Deploy Model for Inference
Model Deployment
Streams → Actions → Deploy
In the Stream menu of Edge Conductor, you can deploy the AI Model obtained through the model training request to an Edge. The deployed AI Model performs inference along with the Inference Pipeline and outputs the results. When deploying an AI Model, the AI Solution information related to that model is also deployed. The Edge App installed on the Edge runs the Inference Pipeline using the deployed AI Model. Therefore, the AI Model must always match the version of the Inference Pipeline. For example, if there are Version 1 and Version 2 of an AI Solution, and Version 1 of the Inference Pipeline is deployed on the Edge, deploying an AI Model made with Version 2 will also deploy Version 2 of the Inference Pipeline to the Edge.
To deploy an AI Model:
- Navigate to the Edge Conductor and login.

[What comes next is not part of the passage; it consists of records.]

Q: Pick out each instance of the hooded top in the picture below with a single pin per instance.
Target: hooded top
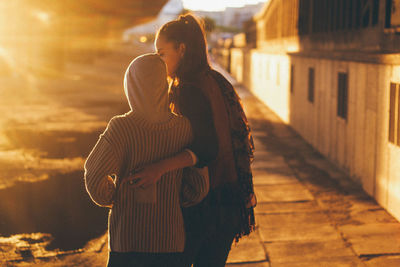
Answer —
(144, 219)
(146, 88)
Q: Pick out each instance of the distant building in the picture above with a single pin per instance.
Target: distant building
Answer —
(331, 69)
(232, 16)
(169, 12)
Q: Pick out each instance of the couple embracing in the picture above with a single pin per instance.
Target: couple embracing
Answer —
(175, 170)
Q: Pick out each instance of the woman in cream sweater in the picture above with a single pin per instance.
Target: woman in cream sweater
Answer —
(145, 223)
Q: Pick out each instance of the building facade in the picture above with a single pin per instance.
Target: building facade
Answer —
(331, 69)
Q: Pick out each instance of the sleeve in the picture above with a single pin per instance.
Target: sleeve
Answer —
(195, 106)
(195, 186)
(100, 166)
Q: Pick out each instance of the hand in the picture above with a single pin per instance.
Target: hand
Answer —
(145, 176)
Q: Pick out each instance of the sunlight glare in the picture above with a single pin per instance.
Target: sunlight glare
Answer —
(42, 16)
(217, 5)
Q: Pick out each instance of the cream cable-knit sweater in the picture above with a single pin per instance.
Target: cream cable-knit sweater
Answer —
(153, 223)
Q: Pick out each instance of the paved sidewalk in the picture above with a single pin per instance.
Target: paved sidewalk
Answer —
(309, 212)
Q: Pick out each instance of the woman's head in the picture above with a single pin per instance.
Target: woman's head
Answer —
(146, 87)
(182, 45)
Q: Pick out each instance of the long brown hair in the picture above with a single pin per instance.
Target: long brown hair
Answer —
(187, 30)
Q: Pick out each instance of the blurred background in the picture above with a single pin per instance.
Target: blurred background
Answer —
(61, 80)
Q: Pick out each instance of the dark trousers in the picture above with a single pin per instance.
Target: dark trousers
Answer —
(210, 231)
(137, 259)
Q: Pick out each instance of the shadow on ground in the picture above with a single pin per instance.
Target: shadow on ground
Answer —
(59, 206)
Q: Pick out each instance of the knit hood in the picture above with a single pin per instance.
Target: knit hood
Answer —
(146, 88)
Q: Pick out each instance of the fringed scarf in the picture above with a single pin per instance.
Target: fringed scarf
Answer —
(243, 150)
(241, 191)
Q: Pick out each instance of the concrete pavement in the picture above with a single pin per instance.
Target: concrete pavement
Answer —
(309, 212)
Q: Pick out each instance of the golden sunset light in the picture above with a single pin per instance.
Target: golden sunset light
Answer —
(179, 133)
(217, 5)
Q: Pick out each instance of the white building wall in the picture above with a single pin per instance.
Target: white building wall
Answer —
(358, 145)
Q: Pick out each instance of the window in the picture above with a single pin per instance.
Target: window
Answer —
(311, 82)
(394, 114)
(342, 95)
(292, 78)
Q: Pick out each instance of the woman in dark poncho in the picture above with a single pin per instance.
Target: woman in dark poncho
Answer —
(222, 142)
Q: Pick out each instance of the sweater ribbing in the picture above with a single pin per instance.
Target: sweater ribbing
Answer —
(129, 143)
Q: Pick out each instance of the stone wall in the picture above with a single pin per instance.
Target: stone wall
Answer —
(358, 144)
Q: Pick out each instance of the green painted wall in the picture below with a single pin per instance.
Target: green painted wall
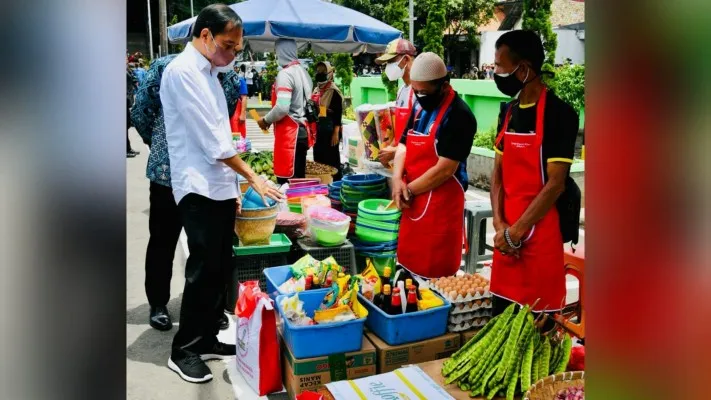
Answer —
(482, 96)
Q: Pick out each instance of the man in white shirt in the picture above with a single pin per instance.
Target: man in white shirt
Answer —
(203, 164)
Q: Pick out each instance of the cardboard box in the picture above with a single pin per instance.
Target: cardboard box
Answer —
(468, 335)
(312, 373)
(391, 358)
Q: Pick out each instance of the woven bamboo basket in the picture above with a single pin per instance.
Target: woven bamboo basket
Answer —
(548, 387)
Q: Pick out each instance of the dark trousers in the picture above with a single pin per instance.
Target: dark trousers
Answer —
(302, 147)
(209, 225)
(164, 226)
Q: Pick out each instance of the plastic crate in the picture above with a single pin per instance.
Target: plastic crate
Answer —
(407, 328)
(344, 254)
(250, 268)
(320, 340)
(275, 276)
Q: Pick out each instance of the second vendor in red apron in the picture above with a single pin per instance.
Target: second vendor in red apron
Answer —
(429, 175)
(398, 58)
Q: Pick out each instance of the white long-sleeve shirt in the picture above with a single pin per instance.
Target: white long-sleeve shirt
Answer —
(197, 128)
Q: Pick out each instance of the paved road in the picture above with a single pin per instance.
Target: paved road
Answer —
(148, 377)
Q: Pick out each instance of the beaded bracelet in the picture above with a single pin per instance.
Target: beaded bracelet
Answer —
(510, 242)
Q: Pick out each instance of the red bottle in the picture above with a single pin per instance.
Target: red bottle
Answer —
(395, 303)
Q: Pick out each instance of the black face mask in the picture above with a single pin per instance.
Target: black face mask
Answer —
(429, 102)
(509, 84)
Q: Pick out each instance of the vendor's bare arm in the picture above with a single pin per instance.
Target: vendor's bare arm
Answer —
(241, 167)
(557, 172)
(399, 164)
(497, 193)
(434, 177)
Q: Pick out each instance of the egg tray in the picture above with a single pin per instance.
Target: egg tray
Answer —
(459, 318)
(467, 325)
(467, 307)
(469, 298)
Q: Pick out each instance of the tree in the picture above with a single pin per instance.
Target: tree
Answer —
(433, 33)
(464, 17)
(537, 17)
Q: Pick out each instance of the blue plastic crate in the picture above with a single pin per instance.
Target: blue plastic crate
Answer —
(275, 276)
(407, 328)
(320, 340)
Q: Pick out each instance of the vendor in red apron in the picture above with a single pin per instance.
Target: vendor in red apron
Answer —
(238, 122)
(534, 151)
(398, 58)
(292, 136)
(430, 173)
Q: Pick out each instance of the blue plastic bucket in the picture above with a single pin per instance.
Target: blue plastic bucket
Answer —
(276, 276)
(320, 340)
(409, 327)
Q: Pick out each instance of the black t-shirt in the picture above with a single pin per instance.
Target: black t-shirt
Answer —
(560, 127)
(456, 133)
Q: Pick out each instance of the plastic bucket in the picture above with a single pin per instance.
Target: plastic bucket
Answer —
(321, 340)
(406, 328)
(363, 179)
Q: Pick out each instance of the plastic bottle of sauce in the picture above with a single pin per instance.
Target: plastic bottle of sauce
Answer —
(411, 299)
(395, 303)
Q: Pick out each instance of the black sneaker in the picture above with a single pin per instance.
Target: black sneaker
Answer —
(224, 322)
(190, 367)
(215, 351)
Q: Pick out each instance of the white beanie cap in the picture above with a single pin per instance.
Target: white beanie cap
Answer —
(427, 67)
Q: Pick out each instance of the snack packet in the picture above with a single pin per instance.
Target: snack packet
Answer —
(331, 298)
(335, 314)
(429, 300)
(350, 299)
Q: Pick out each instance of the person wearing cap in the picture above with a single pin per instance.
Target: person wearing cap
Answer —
(534, 151)
(328, 133)
(398, 58)
(292, 134)
(430, 172)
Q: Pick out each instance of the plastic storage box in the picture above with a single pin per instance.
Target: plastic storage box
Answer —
(275, 276)
(344, 254)
(249, 263)
(407, 328)
(320, 340)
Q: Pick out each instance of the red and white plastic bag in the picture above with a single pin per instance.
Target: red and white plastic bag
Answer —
(258, 358)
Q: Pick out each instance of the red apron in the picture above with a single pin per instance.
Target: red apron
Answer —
(431, 230)
(286, 132)
(402, 114)
(539, 272)
(236, 124)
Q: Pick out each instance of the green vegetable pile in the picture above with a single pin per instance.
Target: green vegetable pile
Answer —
(507, 356)
(261, 162)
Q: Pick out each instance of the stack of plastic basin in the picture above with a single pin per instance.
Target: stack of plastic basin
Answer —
(359, 187)
(328, 227)
(303, 188)
(334, 193)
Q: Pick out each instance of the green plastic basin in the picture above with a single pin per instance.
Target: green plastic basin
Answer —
(369, 209)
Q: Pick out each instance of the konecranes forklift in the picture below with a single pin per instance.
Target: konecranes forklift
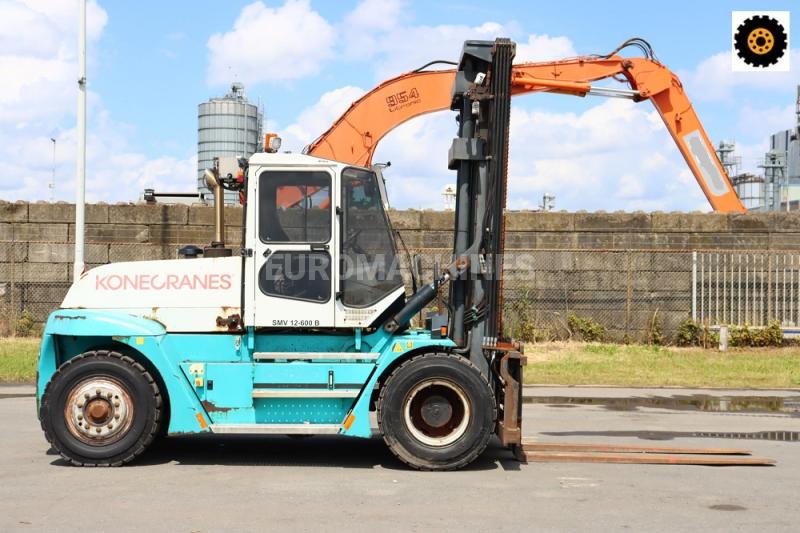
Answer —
(225, 344)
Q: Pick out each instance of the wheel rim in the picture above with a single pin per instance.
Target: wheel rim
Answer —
(98, 411)
(437, 412)
(760, 41)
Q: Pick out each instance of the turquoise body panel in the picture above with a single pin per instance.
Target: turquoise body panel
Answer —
(210, 378)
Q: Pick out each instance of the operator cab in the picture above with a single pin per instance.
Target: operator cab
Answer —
(323, 251)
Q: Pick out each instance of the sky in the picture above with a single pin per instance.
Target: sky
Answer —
(151, 63)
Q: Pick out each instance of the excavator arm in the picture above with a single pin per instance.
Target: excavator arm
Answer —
(354, 137)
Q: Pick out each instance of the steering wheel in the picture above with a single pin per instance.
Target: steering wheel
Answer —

- In the left navigation pane, choose Stream.
- Choose the stream to deploy the model. The stream status should be ready to deploy.
- Press the deploy button (rocket icon) in the stream status pane or click Actions in the upper right corner and select deploy model.
- Choose the edges where you want to deploy the model.
- Press Deploy.
Version of AI Model
Monitoring and continuously improving/optimizing the AI Model to maintain performance is one of Mellerikat's core functions. The AI Model versioning aims to track these improvements/optimization processes. The AI Model version follows these rules: v{AI Solution Version}.{Number of training in the stream}. For example, if the solution connected to the Stream is for AI Solution version 3, and the AI Model is the fourth one trained in that Stream, the version will be v3.4. This versioning rule specifies which version of the AI Solution the AI Model belongs to and how many times it has been trained for that AI Solution version, indicating how the currently operating AI Model has been improved.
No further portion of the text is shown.